The majority of central Spain consists of dry flatlands dotted with shrubs, with rolling hills closer to the coastlines. The journey was long, but the view from the edge of the bay in Cádiz was well worth it.
It was much cooler on the coast – a welcome break from the dry heat of Castilla y León. Cádiz is recognized as one of the oldest settlements in Europe, thanks to its location and resources. It certainly has its fair share of historic architecture – stone forts line the bay, and the plazas, old quarters, and churches throughout the city exude a unique character, with multicultural influences. Today, it remains an important base for the Spanish Navy.
As a port city, Cádiz has touches of other continents – the “Dragon tree” shown here can only be found in Cádiz, the Canary Islands, and Greece. Its name comes from the legend of Hercules, who allegedly fought a dragon here. The sap of the tree turns red, like dragon’s blood, when mixed with the soil.
The beaches in Spain are different – they’re warm, crowded, and sometimes clothing-optional. The majority of people that flock to the southern coast are either locals or Brits on holiday (whose tans, I might add, would make any Oregonian look like a regular sunbather). Nonetheless, having spent some time there, I have no trouble understanding why the beach is so crowded – it’s an enjoyable place.
On the way home, we stopped for the night in Sevilla, which is Spain’s fourth-largest city. It’s also quite possibly the hottest. It was sizzling in Sevilla, and in more than one way – the ambiance of Don Juan and Carmen brings soul to the old walls and embodies what is for many the stereotypical image of Spain – bullfights, tapas, and passionate flamenco dancing. Did I mention it was really hot?
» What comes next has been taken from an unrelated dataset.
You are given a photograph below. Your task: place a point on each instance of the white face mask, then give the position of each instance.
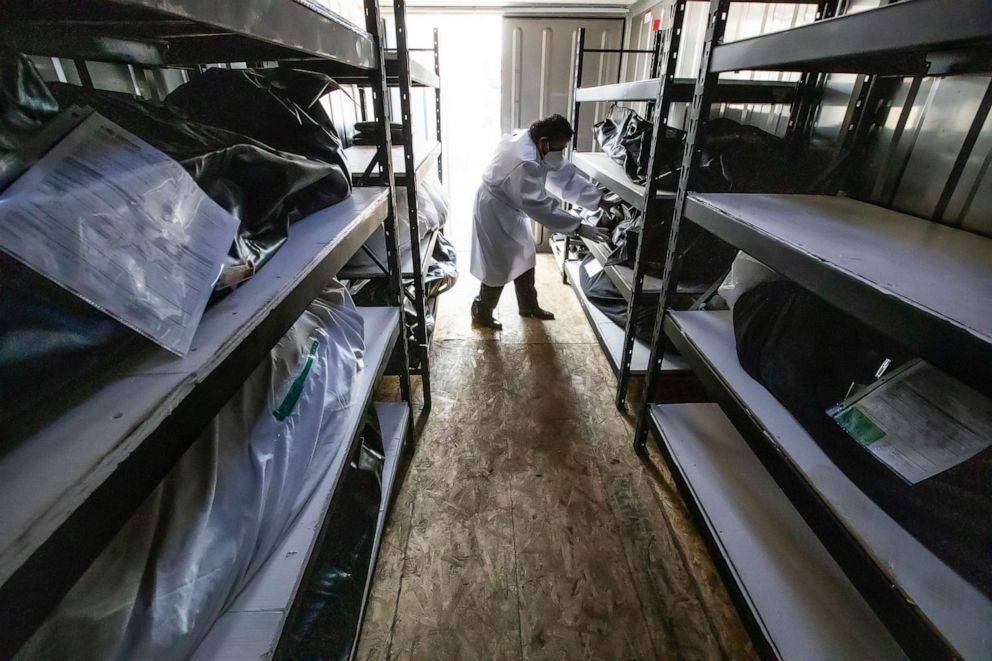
(553, 160)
Throughout the Andalucía region, the spoken language is distinct enough from Castillian to make communication difficult. My friends in Salamanca assured me that everyone has trouble understanding the language down there, not just foreigners. That made me feel a little better about accidentally ordering baby octopus for dinner. As mistakes go, it was a good one.
Sevilla’s cathedral is the largest in Spain, and the third-largest church in the world. The Giralda, or bell tower, is iconic of Sevilla and of the deep and varied history of the Spanish empire. Also of note is the Alcázar, a palace originally built for Moorish royalty, and the Plaza de España, an impressive square with a small canal running through the center. Each province has a tile display within the semicircle cloister. Salamanca’s was easy to spot.
My favorite part about Sevilla was the flamenco dance we watched in the evening. The flamenco is the most intense dance I have ever seen; pictures don’t do it justice. The guitarist strummed furiously while the dancers moved vivaciously around the stage, the man’s ear-splitting machine-gun footwork accompanied by clapping, the woman’s flamboyance epitomized in her proud stance. The singer’s melancholy wail brought forth a stream of emotions. It was captivating.